LAWS(KER)-2011-3-182

PHILIPS CARBON BLACK LTD Vs. SABU THOZHUPPADAN

Decided On March 28, 2011
PHILIPS CARBON BLACK LTD Appellant
V/S
SABU THOZHUPPADAN KURUVILA Respondents

JUDGEMENT

(1.) THE revision petitioners are accused Nos.1,5 and 6 in C.C.No.105 of 2002 pending before the Judicial First Class Magistrate Court, Kolencherry, which is a case instituted upon a private complaint preferred by the first respondent herein. THE challenge in this revision petition is against the order dated 19.9.2009 of the above court by which the learned Magistrate has found that the complainant had succeeded in making out a prima facie complaint against the present revision petitioners and the case would be proceeded against them. THE complaint is filed under Section 43(b) of the Air (Prevention and Control of Pollution) Act,1981 (for short 'the Act'). Hence this Criminal Revision Petition.

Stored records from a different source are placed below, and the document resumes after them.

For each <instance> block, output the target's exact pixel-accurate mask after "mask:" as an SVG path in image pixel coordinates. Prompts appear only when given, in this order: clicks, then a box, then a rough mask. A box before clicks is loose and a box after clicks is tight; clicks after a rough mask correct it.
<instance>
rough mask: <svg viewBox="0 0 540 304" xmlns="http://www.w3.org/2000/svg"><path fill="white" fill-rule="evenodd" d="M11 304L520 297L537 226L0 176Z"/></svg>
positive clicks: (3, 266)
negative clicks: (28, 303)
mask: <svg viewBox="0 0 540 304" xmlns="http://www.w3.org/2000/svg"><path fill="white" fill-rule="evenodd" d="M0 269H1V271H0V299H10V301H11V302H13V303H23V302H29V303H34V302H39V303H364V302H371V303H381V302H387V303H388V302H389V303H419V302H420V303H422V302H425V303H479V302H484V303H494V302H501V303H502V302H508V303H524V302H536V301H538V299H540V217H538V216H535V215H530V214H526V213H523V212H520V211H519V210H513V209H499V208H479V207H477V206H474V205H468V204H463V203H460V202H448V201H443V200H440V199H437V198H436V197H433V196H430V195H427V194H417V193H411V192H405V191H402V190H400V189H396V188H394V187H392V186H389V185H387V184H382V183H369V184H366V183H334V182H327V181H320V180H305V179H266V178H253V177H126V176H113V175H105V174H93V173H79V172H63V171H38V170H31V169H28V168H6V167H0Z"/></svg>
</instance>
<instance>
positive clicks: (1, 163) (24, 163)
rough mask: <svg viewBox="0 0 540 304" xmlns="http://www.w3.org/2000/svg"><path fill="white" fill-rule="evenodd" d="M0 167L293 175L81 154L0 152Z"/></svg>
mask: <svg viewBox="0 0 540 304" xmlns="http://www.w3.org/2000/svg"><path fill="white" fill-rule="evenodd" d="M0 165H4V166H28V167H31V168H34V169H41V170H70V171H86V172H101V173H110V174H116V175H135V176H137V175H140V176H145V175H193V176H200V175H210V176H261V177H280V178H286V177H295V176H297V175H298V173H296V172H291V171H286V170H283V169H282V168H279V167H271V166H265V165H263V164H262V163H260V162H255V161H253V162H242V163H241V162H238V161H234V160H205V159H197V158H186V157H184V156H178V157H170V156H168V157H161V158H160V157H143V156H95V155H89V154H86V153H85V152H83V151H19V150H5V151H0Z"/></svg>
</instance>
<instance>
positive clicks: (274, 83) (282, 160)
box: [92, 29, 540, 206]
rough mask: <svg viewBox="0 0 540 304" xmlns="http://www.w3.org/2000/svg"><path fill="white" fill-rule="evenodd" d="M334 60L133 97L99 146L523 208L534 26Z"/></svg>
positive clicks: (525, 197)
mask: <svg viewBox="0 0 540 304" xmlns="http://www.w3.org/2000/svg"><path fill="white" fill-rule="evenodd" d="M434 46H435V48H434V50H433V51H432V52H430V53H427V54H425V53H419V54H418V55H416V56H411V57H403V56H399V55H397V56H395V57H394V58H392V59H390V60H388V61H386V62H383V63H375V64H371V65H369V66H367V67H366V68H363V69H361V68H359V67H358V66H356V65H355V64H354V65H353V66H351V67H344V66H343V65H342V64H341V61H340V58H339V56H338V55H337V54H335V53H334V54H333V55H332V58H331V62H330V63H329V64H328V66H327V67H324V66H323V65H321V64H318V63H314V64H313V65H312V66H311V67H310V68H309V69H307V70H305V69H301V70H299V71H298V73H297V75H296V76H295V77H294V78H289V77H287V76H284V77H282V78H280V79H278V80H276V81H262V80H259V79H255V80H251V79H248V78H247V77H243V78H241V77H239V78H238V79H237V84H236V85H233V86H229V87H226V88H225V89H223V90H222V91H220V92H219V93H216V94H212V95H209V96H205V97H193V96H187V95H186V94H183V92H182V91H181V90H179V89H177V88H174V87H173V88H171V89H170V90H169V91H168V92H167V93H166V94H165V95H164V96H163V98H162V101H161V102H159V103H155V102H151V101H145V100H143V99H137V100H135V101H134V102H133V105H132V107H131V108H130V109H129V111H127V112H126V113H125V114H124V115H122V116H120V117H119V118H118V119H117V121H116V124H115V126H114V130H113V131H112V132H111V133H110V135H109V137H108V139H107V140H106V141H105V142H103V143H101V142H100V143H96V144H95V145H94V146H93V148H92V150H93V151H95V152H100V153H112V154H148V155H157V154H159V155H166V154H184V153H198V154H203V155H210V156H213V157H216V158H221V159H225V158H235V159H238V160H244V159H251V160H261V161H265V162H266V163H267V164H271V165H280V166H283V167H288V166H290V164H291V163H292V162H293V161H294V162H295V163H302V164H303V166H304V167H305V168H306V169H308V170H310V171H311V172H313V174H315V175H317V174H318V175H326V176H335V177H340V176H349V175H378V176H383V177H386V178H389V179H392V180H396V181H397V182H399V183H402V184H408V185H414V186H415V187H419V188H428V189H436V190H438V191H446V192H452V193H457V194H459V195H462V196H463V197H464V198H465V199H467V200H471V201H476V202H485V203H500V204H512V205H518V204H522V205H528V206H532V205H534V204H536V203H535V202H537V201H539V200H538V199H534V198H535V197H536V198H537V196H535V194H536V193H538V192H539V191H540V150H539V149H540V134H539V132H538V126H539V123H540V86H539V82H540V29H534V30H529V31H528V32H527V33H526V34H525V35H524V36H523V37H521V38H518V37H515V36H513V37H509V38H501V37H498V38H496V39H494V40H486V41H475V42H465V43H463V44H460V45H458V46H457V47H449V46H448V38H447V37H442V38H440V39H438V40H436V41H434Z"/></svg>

(2.) THE allegation in the complaint, which is produced along with this Crl.R.P. as Annexure-I, is that the complainant is a resident of the locality in which the first accused/company is situating and functioning under the provisions of the above Act. THE product of the company is carbon black, which is generally used as raw materials for the manufacture of tyres, batteries etc. According to the allegation, the first accused/company, in violation of Sections 21 and 31A of the Act, established and operated Line III. According to the complainant, the Line III was established and operated without obtaining prior consent from the Kerala State Pollution Control Board (hereinafter referred to for short as 'Board') and because of the absence of sufficient safety measures, there were emissions of carbon which adversely affected the health of the local people. Thus, the crux of the allegation is that since Line III was established and operated without obtaining prior consent and in violation of the direction issued by the Board, Sections 21 and 31 of the Act are attracted and thereby the accused,19 in numbers, have committed the offence punishable under Section 37 of the Act.

(3.) ON hearing the arguments of counsel for the revision petitioners and the first respondent, it appears to me that though the learned Magistrate has referred to several proceedings and documents issued by the Board as well as the District Collector and though the learned Magistrate came to a conclusion that the averments in the complaint as well as the documents produced on behalf of the complainant itself are sufficient to make out a prima facie case against the accused that they have violated the orders and directions given by the Board on 20.7.2001, by which the accused were directed to stop the manufacturing operations and process of the first accused/company within 48 hours from the time of receipt of the order, I am of the view that the learned Magistrate miserably failed to consider certain relevant and material documents, especially in terms of the direction issued by this Court while issuing Annexure XIII order.